Estimated reading time: 6 minutes

For high dimensional outputs such as sentences or images, it can be hard to judge how good our model is using a loss function, so we can just have another network judge how realistic our outputs are for us. This is the GAN game: one network is generating data, and another has to guess whether it is real or fake. The only way for the generator to win is to make data that looks real. (game theory concept)

When the discriminator classifies the generated data, we can use the loss to backpropagate to the generator’s weights. To train a GAN, you take a batch of real and generated data and alternate between updating the weights of the generator and discriminator, so they both improve. (corporate needs you to find the difference between this picture and this picture) They both start really poorly but as they improve they have to both get better at generating/discriminating real data in order to win the game. We update the discriminator multiple times so it can distinguish meaningful differences between real and fake.

How many times you update the discriminator per generator update, $k$, is a hyperparameter to be tuned. The value function is the negative of basic cross-entropy loss. The discriminator wants to maximize it, while the generator wants to minimize it. The generator tries to figure out what features the discriminator is looking for to determine which images are real.

Conditional GANs allows us to have control over what the generator is generating by appending the one-hot vector of the class we want.
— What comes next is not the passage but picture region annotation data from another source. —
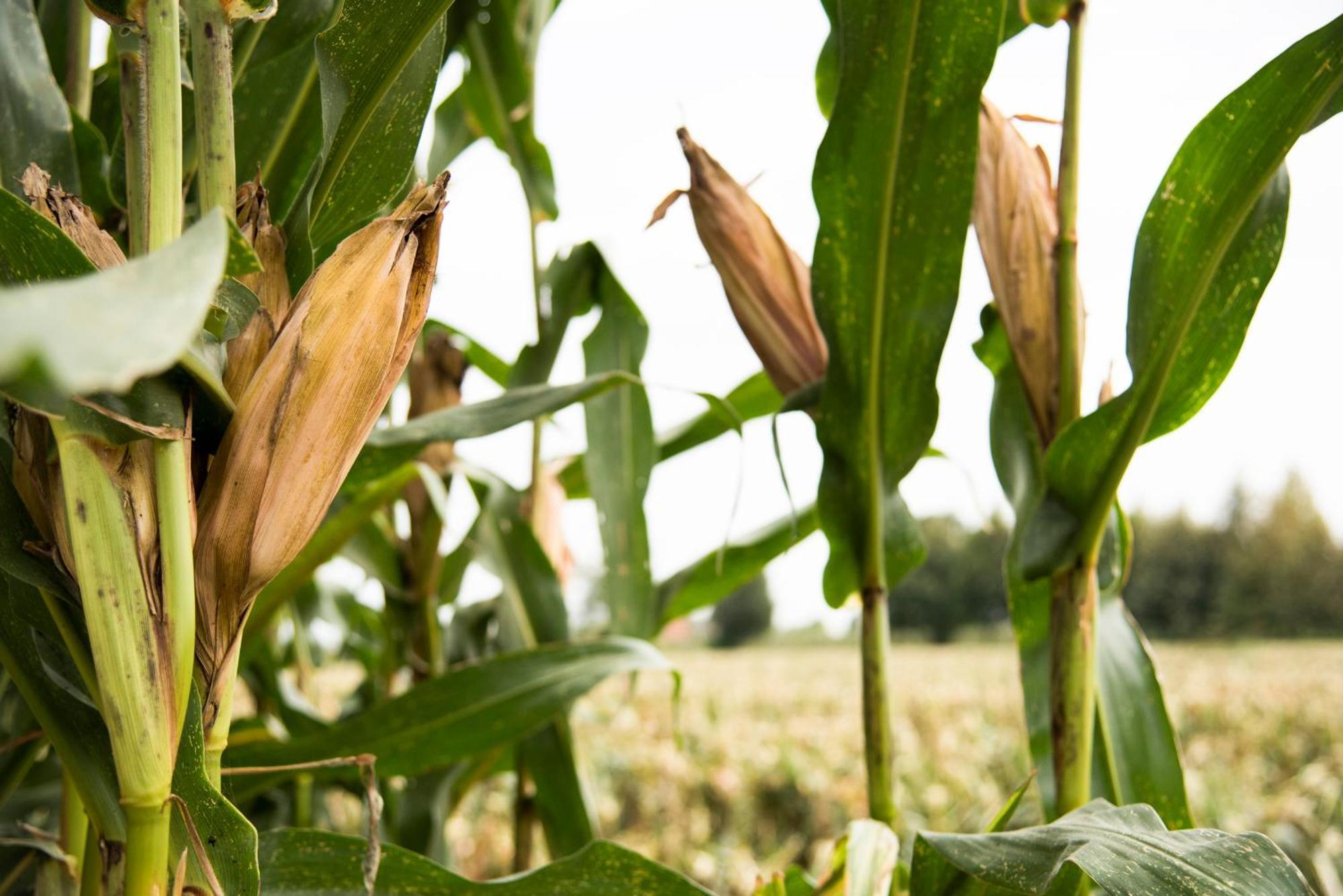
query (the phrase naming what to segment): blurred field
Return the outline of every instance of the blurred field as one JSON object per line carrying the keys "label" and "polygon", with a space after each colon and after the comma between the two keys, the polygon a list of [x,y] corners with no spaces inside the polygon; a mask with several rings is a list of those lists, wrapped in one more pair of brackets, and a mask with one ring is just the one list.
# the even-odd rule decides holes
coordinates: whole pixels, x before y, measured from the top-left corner
{"label": "blurred field", "polygon": [[[1155,649],[1199,824],[1269,833],[1326,876],[1343,866],[1343,642]],[[823,861],[864,806],[857,655],[669,656],[678,710],[669,676],[651,675],[633,695],[608,681],[575,707],[603,833],[720,893]],[[976,829],[1027,770],[1013,648],[897,645],[894,656],[904,825]],[[508,872],[510,807],[504,781],[467,798],[449,822],[455,865]]]}

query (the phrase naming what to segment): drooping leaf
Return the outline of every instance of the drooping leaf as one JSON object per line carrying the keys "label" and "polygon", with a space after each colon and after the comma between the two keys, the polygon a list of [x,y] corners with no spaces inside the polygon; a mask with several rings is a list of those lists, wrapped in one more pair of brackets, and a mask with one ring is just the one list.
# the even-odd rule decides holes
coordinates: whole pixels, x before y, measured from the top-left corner
{"label": "drooping leaf", "polygon": [[[602,319],[583,341],[588,377],[624,372],[638,377],[649,325],[634,299],[604,264],[596,280]],[[588,398],[588,488],[602,530],[604,570],[598,593],[611,612],[611,630],[650,637],[658,629],[649,566],[643,495],[655,461],[653,416],[642,384]]]}
{"label": "drooping leaf", "polygon": [[[992,834],[1007,829],[1007,824],[1017,814],[1017,806],[1021,805],[1033,779],[1033,777],[1026,778],[1011,791],[1007,802],[984,828],[984,833]],[[998,892],[990,892],[983,883],[976,881],[976,887],[967,885],[968,881],[970,876],[948,862],[941,853],[928,845],[927,840],[915,837],[915,852],[909,864],[911,893],[919,896],[999,896]]]}
{"label": "drooping leaf", "polygon": [[93,274],[74,240],[19,196],[0,190],[0,283],[38,283]]}
{"label": "drooping leaf", "polygon": [[1264,834],[1166,830],[1156,811],[1143,805],[1093,799],[1038,828],[919,837],[971,877],[1017,893],[1073,892],[1064,887],[1074,887],[1081,873],[1113,896],[1311,892]]}
{"label": "drooping leaf", "polygon": [[[205,735],[200,727],[200,695],[195,688],[187,703],[177,765],[172,774],[172,791],[180,797],[191,813],[210,866],[226,893],[252,896],[261,885],[257,865],[257,829],[210,782],[204,762]],[[180,807],[172,818],[173,856],[187,850],[187,876],[201,892],[210,892],[208,879],[196,860]]]}
{"label": "drooping leaf", "polygon": [[[826,42],[821,46],[821,54],[817,56],[817,105],[821,106],[821,114],[826,118],[830,118],[835,105],[835,94],[839,91],[839,46],[834,27],[837,3],[838,0],[821,1],[826,9],[826,17],[830,19],[830,34],[826,35]],[[1021,17],[1021,4],[1017,0],[1010,0],[1003,8],[999,43],[1006,43],[1025,28],[1026,20]]]}
{"label": "drooping leaf", "polygon": [[[267,896],[365,896],[364,841],[324,830],[271,830],[262,836],[262,888]],[[709,896],[670,868],[623,846],[598,841],[575,856],[500,881],[458,877],[423,856],[383,846],[379,895],[392,896]]]}
{"label": "drooping leaf", "polygon": [[[549,3],[496,0],[466,24],[466,74],[458,93],[474,127],[489,137],[517,172],[535,221],[553,220],[555,174],[545,146],[532,129],[533,54],[540,36],[529,20]],[[526,13],[525,17],[521,13]],[[544,25],[544,19],[539,23]]]}
{"label": "drooping leaf", "polygon": [[606,259],[592,243],[576,245],[563,259],[551,262],[545,271],[549,311],[541,321],[536,343],[522,346],[518,353],[509,377],[510,386],[528,386],[551,378],[569,322],[592,309],[604,271]]}
{"label": "drooping leaf", "polygon": [[0,388],[120,392],[168,369],[200,330],[226,251],[212,212],[126,264],[0,290]]}
{"label": "drooping leaf", "polygon": [[[1019,653],[1026,732],[1045,814],[1054,814],[1056,789],[1049,724],[1049,579],[1026,579],[1021,567],[1021,520],[1029,519],[1044,491],[1044,452],[1021,377],[1007,347],[1006,331],[992,306],[982,314],[983,338],[975,345],[994,374],[990,448],[1003,492],[1017,515],[1007,554],[1007,606]],[[1107,541],[1107,547],[1111,545]],[[1127,547],[1124,549],[1127,553]],[[1119,597],[1127,558],[1105,567],[1097,617],[1095,793],[1124,802],[1154,805],[1167,825],[1189,828],[1179,744],[1166,710],[1160,680],[1138,622]],[[1112,716],[1109,724],[1104,723]]]}
{"label": "drooping leaf", "polygon": [[415,457],[430,443],[489,436],[630,382],[627,374],[612,372],[563,386],[520,386],[497,398],[445,408],[399,427],[375,429],[355,461],[346,486],[385,475]]}
{"label": "drooping leaf", "polygon": [[[333,0],[287,0],[266,23],[255,55],[291,16],[317,9],[325,21]],[[257,27],[257,25],[252,25]],[[316,28],[313,27],[313,34]],[[275,220],[285,220],[298,201],[304,181],[322,146],[321,91],[312,35],[274,55],[252,60],[234,85],[234,158],[239,177],[261,176]]]}
{"label": "drooping leaf", "polygon": [[71,111],[70,119],[79,164],[79,199],[95,215],[106,217],[117,208],[117,200],[111,194],[111,154],[107,141],[86,118]]}
{"label": "drooping leaf", "polygon": [[0,613],[0,664],[55,747],[89,817],[103,837],[124,841],[126,818],[102,716],[78,684],[38,590],[9,575],[0,575],[0,589],[8,592]]}
{"label": "drooping leaf", "polygon": [[1049,447],[1026,573],[1091,550],[1138,447],[1175,429],[1230,370],[1283,247],[1283,160],[1343,85],[1343,16],[1237,87],[1185,139],[1148,205],[1129,278],[1132,385]]}
{"label": "drooping leaf", "polygon": [[34,4],[0,0],[0,189],[20,193],[30,162],[67,192],[81,192],[70,107],[51,74]]}
{"label": "drooping leaf", "polygon": [[434,142],[428,150],[428,168],[442,172],[451,168],[466,148],[485,135],[481,122],[466,105],[466,93],[457,87],[434,110]]}
{"label": "drooping leaf", "polygon": [[760,575],[775,559],[817,531],[817,508],[806,507],[716,550],[658,585],[662,625],[712,606]]}
{"label": "drooping leaf", "polygon": [[1002,0],[837,9],[838,94],[813,176],[813,294],[830,346],[817,507],[833,605],[894,585],[923,555],[896,490],[937,418],[1002,15]]}
{"label": "drooping leaf", "polygon": [[[770,382],[764,370],[743,380],[732,392],[721,398],[698,417],[685,421],[680,427],[673,427],[667,432],[657,436],[658,463],[676,457],[706,441],[740,428],[741,423],[756,417],[767,417],[779,413],[783,408],[783,396]],[[723,413],[727,409],[731,413]],[[588,484],[586,463],[583,456],[569,460],[560,469],[560,484],[564,486],[569,498],[588,498]]]}
{"label": "drooping leaf", "polygon": [[[610,675],[665,668],[646,641],[615,637],[501,655],[449,669],[317,736],[231,747],[224,762],[274,766],[371,752],[380,774],[419,774],[536,731]],[[251,786],[254,777],[234,781]]]}
{"label": "drooping leaf", "polygon": [[885,896],[900,858],[896,832],[880,821],[849,822],[843,849],[843,892],[846,896]]}

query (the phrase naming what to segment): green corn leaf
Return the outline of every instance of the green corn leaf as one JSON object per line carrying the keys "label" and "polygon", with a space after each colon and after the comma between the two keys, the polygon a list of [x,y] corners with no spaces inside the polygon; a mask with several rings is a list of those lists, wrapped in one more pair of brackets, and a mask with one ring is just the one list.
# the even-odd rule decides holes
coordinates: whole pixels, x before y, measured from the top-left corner
{"label": "green corn leaf", "polygon": [[[984,337],[975,345],[994,374],[988,439],[994,467],[1018,519],[1007,551],[1007,606],[1021,659],[1026,734],[1046,816],[1054,814],[1054,766],[1049,736],[1049,579],[1026,579],[1021,569],[1019,520],[1030,518],[1044,492],[1044,452],[1031,421],[1006,331],[992,306],[982,314]],[[1108,539],[1107,546],[1119,539]],[[1123,553],[1103,565],[1097,617],[1099,774],[1093,791],[1123,802],[1151,803],[1172,828],[1193,825],[1179,743],[1166,710],[1151,648],[1119,592]],[[1108,558],[1107,558],[1108,559]],[[1105,719],[1109,723],[1105,723]]]}
{"label": "green corn leaf", "polygon": [[833,605],[893,586],[923,557],[896,488],[937,420],[1002,11],[1002,0],[838,7],[839,87],[813,176],[813,294],[830,345],[817,507]]}
{"label": "green corn leaf", "polygon": [[111,194],[111,154],[107,150],[107,141],[102,131],[86,118],[71,111],[70,119],[74,126],[75,154],[79,162],[82,192],[78,196],[95,215],[106,217],[117,208],[117,200]]}
{"label": "green corn leaf", "polygon": [[126,264],[0,290],[0,389],[51,402],[167,370],[200,331],[226,252],[224,217],[212,212]]}
{"label": "green corn leaf", "polygon": [[1340,85],[1343,16],[1236,89],[1175,154],[1133,249],[1133,382],[1049,447],[1049,495],[1023,542],[1030,577],[1095,547],[1138,447],[1189,420],[1226,377],[1283,247],[1283,160]]}
{"label": "green corn leaf", "polygon": [[451,0],[345,0],[320,34],[322,160],[308,221],[314,247],[372,220],[406,182],[443,58]]}
{"label": "green corn leaf", "polygon": [[[606,266],[598,275],[596,295],[602,319],[583,341],[588,377],[608,372],[638,377],[649,342],[643,314]],[[583,463],[606,561],[598,594],[611,610],[612,632],[650,637],[658,629],[658,608],[643,515],[655,463],[649,396],[642,384],[630,385],[588,398],[583,414],[588,439]]]}
{"label": "green corn leaf", "polygon": [[38,590],[11,575],[0,575],[0,590],[7,590],[0,613],[0,664],[55,747],[94,825],[107,840],[124,841],[126,818],[107,727],[77,684],[79,673],[60,647],[60,633]]}
{"label": "green corn leaf", "polygon": [[[234,42],[234,158],[239,177],[259,174],[271,217],[285,220],[322,149],[322,106],[313,38],[334,0],[285,0],[275,17],[238,30]],[[261,30],[248,56],[250,31]],[[240,64],[242,63],[242,64]]]}
{"label": "green corn leaf", "polygon": [[428,168],[442,172],[453,166],[466,148],[485,137],[485,127],[467,106],[466,91],[450,93],[434,110],[434,142],[428,150]]}
{"label": "green corn leaf", "polygon": [[565,258],[551,262],[545,271],[545,284],[551,290],[549,314],[541,321],[536,343],[524,346],[518,353],[509,378],[510,386],[526,386],[551,378],[569,322],[592,309],[604,276],[610,276],[606,259],[592,243],[576,245]]}
{"label": "green corn leaf", "polygon": [[[835,105],[835,94],[839,91],[839,43],[834,27],[837,3],[838,0],[821,0],[826,17],[830,19],[830,34],[826,35],[826,42],[821,46],[821,54],[817,56],[817,105],[821,106],[821,114],[826,118],[830,118]],[[1018,0],[1009,0],[1003,8],[999,43],[1015,38],[1025,28],[1026,20],[1021,16],[1021,4]]]}
{"label": "green corn leaf", "polygon": [[1152,649],[1117,593],[1101,593],[1096,632],[1096,759],[1108,790],[1119,802],[1152,805],[1171,828],[1193,828]]}
{"label": "green corn leaf", "polygon": [[[257,865],[257,829],[228,802],[205,774],[205,735],[200,728],[200,695],[195,688],[187,704],[181,743],[177,746],[177,766],[173,769],[172,791],[181,797],[200,836],[210,866],[226,893],[251,896],[261,885]],[[187,880],[210,892],[208,879],[201,871],[180,807],[173,809],[172,854],[187,850]]]}
{"label": "green corn leaf", "polygon": [[563,386],[520,386],[497,398],[445,408],[399,427],[375,429],[345,480],[346,487],[385,475],[431,443],[489,436],[631,382],[629,374],[611,372]]}
{"label": "green corn leaf", "polygon": [[522,651],[569,637],[564,593],[532,524],[522,495],[508,483],[473,472],[481,515],[471,531],[477,559],[500,578],[500,647]]}
{"label": "green corn leaf", "polygon": [[[680,453],[713,441],[721,435],[740,431],[741,424],[756,417],[768,417],[783,409],[783,396],[770,382],[764,370],[741,381],[727,396],[702,394],[709,400],[709,409],[667,432],[658,433],[655,463],[662,463]],[[727,413],[725,413],[727,412]],[[569,498],[591,498],[587,482],[587,461],[583,455],[571,459],[560,469],[560,484]]]}
{"label": "green corn leaf", "polygon": [[817,531],[817,508],[788,514],[696,561],[658,585],[662,625],[712,606],[760,575],[772,559]]}
{"label": "green corn leaf", "polygon": [[[316,736],[231,747],[224,762],[274,766],[371,752],[380,774],[420,774],[539,730],[610,675],[666,668],[653,645],[615,637],[501,655],[451,668]],[[267,779],[274,775],[231,783],[254,789]]]}
{"label": "green corn leaf", "polygon": [[59,280],[95,270],[59,227],[19,196],[0,190],[0,284]]}
{"label": "green corn leaf", "polygon": [[341,547],[368,524],[369,518],[396,500],[406,486],[418,475],[414,463],[393,467],[391,472],[365,483],[349,496],[349,500],[322,520],[304,549],[298,551],[298,557],[290,561],[289,566],[282,569],[257,596],[246,629],[247,633],[255,634],[254,637],[244,636],[243,656],[247,656],[250,648],[255,647],[258,637],[265,636],[270,620],[290,597],[312,579],[317,567],[336,557]]}
{"label": "green corn leaf", "polygon": [[[1007,797],[1007,802],[992,817],[984,833],[998,833],[1006,830],[1017,807],[1021,805],[1026,790],[1034,777],[1022,781]],[[990,889],[983,881],[971,881],[970,875],[960,871],[941,853],[928,845],[921,836],[915,837],[915,853],[909,865],[909,892],[919,896],[999,896],[1006,891]]]}
{"label": "green corn leaf", "polygon": [[1039,828],[919,837],[971,877],[1013,893],[1076,892],[1082,875],[1115,896],[1311,892],[1264,834],[1167,830],[1151,806],[1104,799]]}
{"label": "green corn leaf", "polygon": [[[564,593],[521,512],[521,495],[496,480],[483,487],[477,484],[477,498],[481,516],[470,541],[479,545],[478,557],[502,583],[497,614],[500,645],[517,651],[568,640]],[[517,761],[536,785],[537,814],[551,854],[568,856],[586,846],[596,824],[565,715],[520,742]]]}
{"label": "green corn leaf", "polygon": [[[261,840],[267,896],[365,896],[365,842],[325,830],[270,830]],[[690,880],[608,842],[500,881],[459,877],[399,846],[383,846],[376,893],[391,896],[710,896]]]}
{"label": "green corn leaf", "polygon": [[36,162],[79,193],[70,107],[51,74],[31,0],[0,0],[0,189],[19,193],[19,176]]}

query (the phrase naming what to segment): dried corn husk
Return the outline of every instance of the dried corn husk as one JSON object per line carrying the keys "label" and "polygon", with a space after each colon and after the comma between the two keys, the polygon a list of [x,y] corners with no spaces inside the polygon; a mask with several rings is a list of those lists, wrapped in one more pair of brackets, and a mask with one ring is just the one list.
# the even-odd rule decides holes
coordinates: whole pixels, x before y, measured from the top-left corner
{"label": "dried corn husk", "polygon": [[[694,228],[766,373],[783,394],[821,380],[829,353],[811,304],[811,271],[745,188],[690,139],[685,127],[677,137],[690,162],[690,189],[684,192],[690,197]],[[680,193],[658,207],[653,221]]]}
{"label": "dried corn husk", "polygon": [[285,235],[270,220],[270,203],[261,181],[238,188],[238,229],[252,244],[262,271],[247,274],[239,282],[257,294],[261,304],[238,337],[228,341],[228,363],[224,368],[224,390],[238,401],[251,381],[275,334],[289,314],[291,296],[285,274]]}
{"label": "dried corn husk", "polygon": [[[228,718],[257,593],[321,523],[400,380],[428,307],[447,176],[346,237],[313,272],[238,402],[200,496],[204,720]],[[215,734],[218,739],[218,734]]]}
{"label": "dried corn husk", "polygon": [[79,201],[78,196],[71,196],[59,186],[52,186],[51,176],[38,168],[28,165],[20,177],[23,193],[28,197],[28,204],[48,221],[66,232],[75,245],[78,245],[89,260],[98,270],[124,264],[126,255],[117,245],[117,240],[98,227],[93,211]]}
{"label": "dried corn husk", "polygon": [[1058,416],[1058,209],[1049,161],[987,99],[979,106],[972,220],[998,314],[1041,439]]}

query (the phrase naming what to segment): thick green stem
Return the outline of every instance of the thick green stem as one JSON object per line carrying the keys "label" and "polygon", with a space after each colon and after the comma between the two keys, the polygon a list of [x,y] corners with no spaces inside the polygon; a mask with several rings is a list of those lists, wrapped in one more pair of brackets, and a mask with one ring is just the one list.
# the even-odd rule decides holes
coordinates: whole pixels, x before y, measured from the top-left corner
{"label": "thick green stem", "polygon": [[234,208],[234,39],[219,0],[188,0],[200,213]]}
{"label": "thick green stem", "polygon": [[862,592],[862,735],[868,767],[868,814],[896,822],[896,744],[890,731],[890,620],[886,592]]}
{"label": "thick green stem", "polygon": [[83,638],[75,630],[74,620],[70,618],[66,605],[55,594],[44,587],[39,587],[38,593],[42,594],[42,602],[47,605],[51,621],[56,624],[56,630],[60,632],[60,640],[70,652],[70,659],[74,660],[79,681],[89,691],[89,699],[102,712],[102,692],[98,689],[98,673],[93,668],[93,656],[89,653],[89,648],[85,647]]}
{"label": "thick green stem", "polygon": [[154,503],[158,512],[158,558],[163,565],[163,610],[173,663],[176,728],[181,730],[191,696],[196,656],[196,574],[192,557],[191,471],[183,441],[154,443]]}
{"label": "thick green stem", "polygon": [[1064,135],[1058,149],[1058,243],[1054,247],[1058,300],[1058,428],[1081,416],[1082,300],[1077,286],[1077,135],[1081,125],[1082,20],[1086,4],[1068,12],[1068,74]]}
{"label": "thick green stem", "polygon": [[126,213],[130,255],[149,251],[148,135],[145,133],[145,58],[140,48],[118,47],[121,66],[121,134],[126,142]]}
{"label": "thick green stem", "polygon": [[[1064,134],[1058,150],[1058,427],[1081,416],[1082,307],[1077,284],[1077,144],[1085,0],[1068,12]],[[1049,708],[1058,814],[1091,799],[1096,726],[1096,546],[1053,578],[1049,613]]]}
{"label": "thick green stem", "polygon": [[[145,56],[145,170],[148,248],[181,233],[181,36],[177,0],[148,0],[141,39]],[[231,201],[231,197],[230,197]]]}
{"label": "thick green stem", "polygon": [[66,0],[70,8],[70,32],[66,36],[66,102],[89,117],[93,103],[93,70],[89,67],[89,42],[93,36],[93,13],[83,0]]}
{"label": "thick green stem", "polygon": [[126,896],[168,895],[169,803],[126,806]]}
{"label": "thick green stem", "polygon": [[1095,562],[1054,574],[1049,613],[1049,727],[1060,816],[1091,799],[1096,608]]}

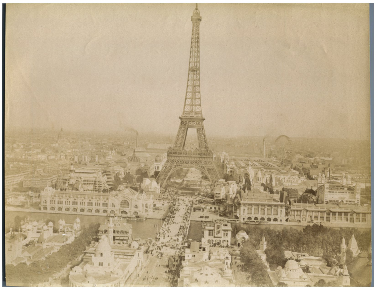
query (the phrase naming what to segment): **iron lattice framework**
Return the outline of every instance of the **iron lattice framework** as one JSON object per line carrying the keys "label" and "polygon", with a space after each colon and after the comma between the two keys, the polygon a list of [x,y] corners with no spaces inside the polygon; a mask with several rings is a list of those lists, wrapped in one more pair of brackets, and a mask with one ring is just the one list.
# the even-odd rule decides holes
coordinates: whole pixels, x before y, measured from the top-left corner
{"label": "iron lattice framework", "polygon": [[[213,152],[208,147],[203,124],[205,118],[202,114],[199,73],[199,25],[201,20],[197,4],[191,17],[192,33],[188,75],[183,112],[179,117],[181,123],[174,145],[168,149],[167,159],[157,177],[158,181],[162,187],[172,173],[185,167],[199,169],[207,176],[212,184],[219,179],[213,161]],[[199,148],[194,150],[185,148],[189,128],[196,130]]]}

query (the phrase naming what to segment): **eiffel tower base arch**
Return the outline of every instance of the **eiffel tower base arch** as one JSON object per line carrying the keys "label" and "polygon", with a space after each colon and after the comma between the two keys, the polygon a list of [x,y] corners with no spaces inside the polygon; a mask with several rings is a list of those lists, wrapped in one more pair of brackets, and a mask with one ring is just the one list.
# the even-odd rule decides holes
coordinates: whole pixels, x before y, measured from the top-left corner
{"label": "eiffel tower base arch", "polygon": [[213,187],[219,179],[219,173],[212,160],[195,160],[168,158],[157,176],[157,181],[164,187],[172,174],[182,168],[195,168],[204,174],[211,181]]}

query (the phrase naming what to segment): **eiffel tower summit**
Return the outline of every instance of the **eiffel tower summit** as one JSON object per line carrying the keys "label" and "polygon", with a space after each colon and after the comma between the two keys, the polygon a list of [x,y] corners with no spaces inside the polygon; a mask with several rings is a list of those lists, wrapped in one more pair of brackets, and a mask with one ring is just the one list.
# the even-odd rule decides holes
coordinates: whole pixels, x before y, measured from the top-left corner
{"label": "eiffel tower summit", "polygon": [[[181,168],[192,167],[199,170],[213,184],[220,178],[213,161],[213,153],[208,147],[203,123],[205,119],[202,114],[199,60],[199,25],[201,21],[196,4],[191,17],[192,33],[188,73],[183,112],[179,117],[181,123],[174,144],[168,149],[167,159],[157,177],[162,187],[170,175]],[[196,130],[198,148],[194,150],[185,147],[189,128]]]}

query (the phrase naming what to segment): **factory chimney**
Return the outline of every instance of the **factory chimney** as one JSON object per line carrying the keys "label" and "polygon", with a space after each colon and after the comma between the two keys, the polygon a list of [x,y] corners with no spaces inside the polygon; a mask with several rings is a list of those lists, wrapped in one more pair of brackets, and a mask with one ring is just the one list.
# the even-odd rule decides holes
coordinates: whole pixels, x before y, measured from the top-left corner
{"label": "factory chimney", "polygon": [[266,138],[263,138],[263,158],[266,158]]}

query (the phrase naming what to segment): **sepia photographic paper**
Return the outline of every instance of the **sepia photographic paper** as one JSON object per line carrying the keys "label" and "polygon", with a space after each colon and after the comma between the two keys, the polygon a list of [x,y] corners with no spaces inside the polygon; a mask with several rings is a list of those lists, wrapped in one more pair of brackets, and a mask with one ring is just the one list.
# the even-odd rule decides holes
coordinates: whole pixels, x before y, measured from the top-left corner
{"label": "sepia photographic paper", "polygon": [[371,286],[369,4],[3,9],[7,286]]}

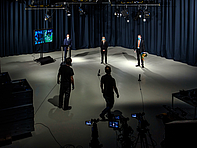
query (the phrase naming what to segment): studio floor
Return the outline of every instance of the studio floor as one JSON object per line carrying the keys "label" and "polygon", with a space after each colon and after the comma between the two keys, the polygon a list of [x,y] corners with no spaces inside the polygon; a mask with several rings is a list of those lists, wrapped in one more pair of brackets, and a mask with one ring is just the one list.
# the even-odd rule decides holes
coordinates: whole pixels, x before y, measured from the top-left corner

We incentivize the generator to use this by giving it to the discriminator as well, so it is trying to match the labels. One problem is that if the discriminator gets too good, the generator stops learning because the gradients vanish (weights go to 0). The generator can also get stuck outputting only a few outputs that work well (mode collapse). Also, the vanilla GAN setup doesn’t converge and so the value function can swing back and forth.

One tweak we can do is Non-Saturating Loss, which is to try to maximize the probability that generated images get classified as real rather than trying to minimize the value function. This allows the generator to learn faster when it is doing poorly.

There are 3 major GAN architectures for computer vision: StyleGAN, CycleGAN, and BigGAN. Generally the discriminator will just be a classification CNN, which downsamples with convolutions, and the generator upsamples from a latent vector.

  • StyleGAN ensures that latent vectors and pre-processed, and more closely connected to the convolutions in the network. It also provides access to randomness so it can generate better textures. Latents are accessible throughout the process.
    • Pre-processing allows the network to have much more complex “codes” that get used by all the convolutions. StyleGAN also uses AdaIN, another form of normalization which rescales and adds biases, and adds Gaussian noise to feature maps before each convolution.
  • CycleGAN can take a photo from one style and transfer it to another (e.g. painting -> photo, summer -> winter, horse -> zebra)
    • It uses 2 generators and 2 discriminators, for each style of image. Also has a cycle loss function: converting an image and then back again should result in the same image.
  • BigGAN is a conditional GAN trained for ImageNet, which has 1000 classes, so it is a very large network that makes tradeoffs between stability and quality using large batch sizes.

Summary: GAN networks can be used to train generative networks when it is difficult to judge quality of outputs by hand, instead using a discriminator network to force the generator to create realistic images to be as similar as possible to real data. They are trained with a value function, which each network tries to skew in its direction to win. In order to force certain outputs we can use conditional GANs, which give both networks the desired label.